C'è però un'altra domanda che non pare essere stata affrontata con la dovuta profondità: la comunità «Gemeinschaft» sudtirolese tradizionale - che nell'ipotetico nuovo stato sarebbe maggioranza nazionale - ha la volontà ed è in possesso dei requisiti necessari per trasformarsi ed essere società «Gesellschaft» sudtirolese moderna? Il quesito è fondamentale, perché uno stato moderno richiede che i rapporti sociali non siano regolati dal diritto naturale delle comunità ma dal diritto positivo delle società: tanto per fare un esempio, in analogia a quello che in inglese si definisce il sistema check and balance, ovvero «quell'insieme di meccanismi politico-istituzionali finalizzati a mantenere l'equilibrio tra i vari poteri all'interno di uno Stato» così come atti a garantire pari condizioni a tutti i cittadini a prescindere dall'appartenenza comunitaria.
Ad oggi, la risposta a questa domanda è no.

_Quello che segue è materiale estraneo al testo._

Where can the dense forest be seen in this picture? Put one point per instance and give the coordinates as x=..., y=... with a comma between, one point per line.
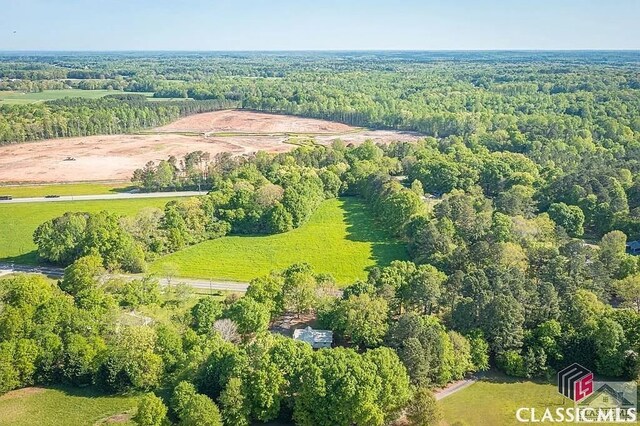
x=492, y=281
x=515, y=208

Tra i capisaldi ideologici che fondano il costrutto sociale della maggioranza della comunità sudtirolese, la sua oggettivazione del senso del mondo, dominano il pangermanismo, il nazionalismo, l'etnocentrismo e il pensiero «völkisch»: ovvero, quattro antitesi alla conditio sine qua non per la fondazione di uno stato moderno dove possa trovare posto e godere di pari dignità e tutela anche l'altro da sé.
Nota
Riguardo alla formazione e ai requisiti di una società indivisa, si vedano anche le considerazioni e i commenti espressi dall'autore nell'articolo «Il mythos della scuola bilingue».
(© tutti i diritti riservati - gli altri articoli dell'autore sono reperibili qui)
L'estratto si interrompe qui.